Him: Yes. PowerPoint will help.
Me: I'm sure it could. Now-
Him: Do you have a church?
Me: Well, I don't HAVE a church, but I go to one.
Her: Oh, good. It's always nice to meet another Christian.
Him: What church do you go to?
I state my religion and mention which building in town I usually attend services. I'm about to steer him back to the service contract conversation when his whole posture changes. His face turns a little red, his back stiffens, his hands curl as if about to form fists, and his eyes widen.
Him: [rant mode ON] You're Mormon! Oh, Heaven help you! I preach the apostolic gospel of Paul as is written in The Bible. I left [Non-Denominational Christian Church] because [Pastor] refused to preach that gospel. Jesus declared that anyone who should preach anything other than the gospel of Paul will be cursed! That's why I only preach from The Bible, and I only preach the apostolic gospel of Paul. You Mormons don't even believe in The Bible!"
Me: Actually, we do, but I try not to discuss my religion at work. Now would you be interest-
Him: No, you DON'T! You don't even believe in Jesus! If you don't give up your wickedness and become Christian and be saved, your soul will be destined for Hell. It is my duty, as a Christian and as a preacher and as a follower of Paul, to save your SOUL!
Me: I'm quite happy with my faith, thank you. Now, if you'll look at this flyer, you'll see we have a variety of pricing options for the service contracts, if you want to get one, and-
Him: Here! Take my card! Come to my church! Save yourself! Let me save you!
His wife cleared her throat at that point and interrupted to tell me which service contract they might be interested in but that they needed some time to think about the whole purchase. She thanked me for my time and turned to go.
Him: It's not too late! We meet in my living room every Sunday at 10:00 and every Wednesday at 7:00. Please come! Uh... Do you have a spec sheet for that $699 model?
And I sent him on his way. I noticed a few other customers staring at me and at the two customers as if we were some gory train-wreck spectacle. I turned to the one who had been waiting the longest.
Me: Sir, are you here to save souls or to save money on a computer?

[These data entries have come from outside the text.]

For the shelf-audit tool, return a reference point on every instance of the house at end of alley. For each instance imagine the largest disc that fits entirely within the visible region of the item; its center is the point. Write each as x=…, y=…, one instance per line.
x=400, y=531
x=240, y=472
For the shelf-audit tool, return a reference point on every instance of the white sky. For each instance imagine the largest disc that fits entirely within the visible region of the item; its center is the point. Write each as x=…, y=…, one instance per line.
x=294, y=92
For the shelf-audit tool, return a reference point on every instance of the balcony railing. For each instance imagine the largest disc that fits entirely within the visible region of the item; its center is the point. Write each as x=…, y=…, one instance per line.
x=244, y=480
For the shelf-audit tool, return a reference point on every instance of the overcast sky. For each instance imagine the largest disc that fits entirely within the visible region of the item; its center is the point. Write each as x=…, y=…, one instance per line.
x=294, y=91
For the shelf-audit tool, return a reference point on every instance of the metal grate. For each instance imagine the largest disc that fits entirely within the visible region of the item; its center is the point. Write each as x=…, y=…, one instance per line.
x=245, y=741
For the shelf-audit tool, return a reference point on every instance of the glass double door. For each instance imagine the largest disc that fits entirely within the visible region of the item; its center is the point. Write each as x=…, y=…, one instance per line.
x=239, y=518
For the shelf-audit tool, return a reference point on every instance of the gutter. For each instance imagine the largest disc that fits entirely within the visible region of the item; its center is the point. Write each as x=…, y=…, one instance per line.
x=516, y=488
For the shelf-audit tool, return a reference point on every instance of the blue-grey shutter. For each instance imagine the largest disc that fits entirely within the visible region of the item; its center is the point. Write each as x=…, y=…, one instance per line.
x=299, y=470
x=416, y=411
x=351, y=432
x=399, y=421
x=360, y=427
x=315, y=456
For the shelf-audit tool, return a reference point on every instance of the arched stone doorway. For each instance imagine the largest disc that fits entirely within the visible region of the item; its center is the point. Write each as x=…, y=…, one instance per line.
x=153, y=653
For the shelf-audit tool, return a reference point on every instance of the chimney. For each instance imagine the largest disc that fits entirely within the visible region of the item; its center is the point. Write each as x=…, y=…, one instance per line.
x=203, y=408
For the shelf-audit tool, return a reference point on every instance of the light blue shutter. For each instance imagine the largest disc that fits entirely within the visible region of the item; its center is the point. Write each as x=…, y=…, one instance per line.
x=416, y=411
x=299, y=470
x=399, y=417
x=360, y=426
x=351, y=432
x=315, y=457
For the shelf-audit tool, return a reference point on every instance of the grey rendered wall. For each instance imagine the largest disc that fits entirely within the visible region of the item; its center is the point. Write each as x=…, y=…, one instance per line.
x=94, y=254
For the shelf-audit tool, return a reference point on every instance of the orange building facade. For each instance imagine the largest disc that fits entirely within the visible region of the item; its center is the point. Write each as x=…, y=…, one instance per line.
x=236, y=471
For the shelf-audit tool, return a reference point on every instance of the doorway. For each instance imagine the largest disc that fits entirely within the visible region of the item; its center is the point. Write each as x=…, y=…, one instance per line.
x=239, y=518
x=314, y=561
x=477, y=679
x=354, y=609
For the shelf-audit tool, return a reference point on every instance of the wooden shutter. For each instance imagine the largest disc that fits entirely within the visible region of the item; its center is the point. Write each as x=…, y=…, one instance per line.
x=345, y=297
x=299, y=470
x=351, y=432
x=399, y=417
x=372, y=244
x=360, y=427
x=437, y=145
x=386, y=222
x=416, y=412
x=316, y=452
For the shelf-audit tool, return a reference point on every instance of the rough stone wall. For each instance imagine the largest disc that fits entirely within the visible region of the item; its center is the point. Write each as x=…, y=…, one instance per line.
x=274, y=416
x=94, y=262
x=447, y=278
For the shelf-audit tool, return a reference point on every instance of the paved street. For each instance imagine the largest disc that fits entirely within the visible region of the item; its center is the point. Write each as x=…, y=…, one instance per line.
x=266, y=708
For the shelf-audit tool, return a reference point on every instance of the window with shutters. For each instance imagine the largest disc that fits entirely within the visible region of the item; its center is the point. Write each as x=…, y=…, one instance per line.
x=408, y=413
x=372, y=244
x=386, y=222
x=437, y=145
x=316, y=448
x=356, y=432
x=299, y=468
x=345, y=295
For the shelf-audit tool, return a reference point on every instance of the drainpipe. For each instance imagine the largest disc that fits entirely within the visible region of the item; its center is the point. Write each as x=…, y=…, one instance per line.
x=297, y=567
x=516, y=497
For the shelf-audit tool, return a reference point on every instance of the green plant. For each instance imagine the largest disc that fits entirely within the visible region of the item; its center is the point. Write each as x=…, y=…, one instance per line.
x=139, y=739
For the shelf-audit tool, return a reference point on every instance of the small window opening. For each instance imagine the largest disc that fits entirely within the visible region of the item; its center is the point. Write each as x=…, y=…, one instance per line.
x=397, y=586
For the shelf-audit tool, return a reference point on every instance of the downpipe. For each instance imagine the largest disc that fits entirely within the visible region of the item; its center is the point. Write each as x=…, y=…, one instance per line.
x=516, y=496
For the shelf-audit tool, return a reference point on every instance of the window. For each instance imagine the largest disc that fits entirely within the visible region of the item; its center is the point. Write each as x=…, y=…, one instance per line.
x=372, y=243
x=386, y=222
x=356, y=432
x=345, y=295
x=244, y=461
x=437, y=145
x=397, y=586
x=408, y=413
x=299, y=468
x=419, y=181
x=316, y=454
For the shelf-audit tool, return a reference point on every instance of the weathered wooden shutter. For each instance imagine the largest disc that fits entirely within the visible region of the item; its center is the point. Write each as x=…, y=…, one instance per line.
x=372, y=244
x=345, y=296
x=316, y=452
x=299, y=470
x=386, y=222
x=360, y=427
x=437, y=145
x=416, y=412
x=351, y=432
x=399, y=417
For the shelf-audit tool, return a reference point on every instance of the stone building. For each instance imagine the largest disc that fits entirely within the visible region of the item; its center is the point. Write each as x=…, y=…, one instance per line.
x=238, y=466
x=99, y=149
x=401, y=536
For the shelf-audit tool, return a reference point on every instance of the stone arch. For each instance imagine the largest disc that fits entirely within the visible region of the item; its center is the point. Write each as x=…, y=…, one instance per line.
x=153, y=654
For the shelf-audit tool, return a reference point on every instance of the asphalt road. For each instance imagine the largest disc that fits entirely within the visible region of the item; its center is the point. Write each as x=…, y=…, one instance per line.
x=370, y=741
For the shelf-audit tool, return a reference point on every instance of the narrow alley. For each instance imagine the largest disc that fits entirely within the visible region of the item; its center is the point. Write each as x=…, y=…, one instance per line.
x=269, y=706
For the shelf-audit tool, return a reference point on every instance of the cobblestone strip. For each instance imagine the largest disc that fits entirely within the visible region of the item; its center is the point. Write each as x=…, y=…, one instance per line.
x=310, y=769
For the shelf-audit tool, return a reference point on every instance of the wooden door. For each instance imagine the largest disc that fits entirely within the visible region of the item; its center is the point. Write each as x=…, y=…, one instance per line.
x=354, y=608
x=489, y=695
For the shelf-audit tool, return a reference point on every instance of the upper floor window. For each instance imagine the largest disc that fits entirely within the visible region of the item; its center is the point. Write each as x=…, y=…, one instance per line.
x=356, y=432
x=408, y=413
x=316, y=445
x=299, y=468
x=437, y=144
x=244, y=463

He laughed. So did a few others. I went about the rest of my shift as normal.
I don't think I've ever been preached at that vehemently before, especially at work. And I still don't understand why encountering a Mormon in Utah was such a surprise to this guy or why he thought his sudden outburst of righteous fury would convert me to any other religion, let alone his.
The preacher customer did eventually come back, but he bought a computer from my co-worker, who was a die-hard Atheist.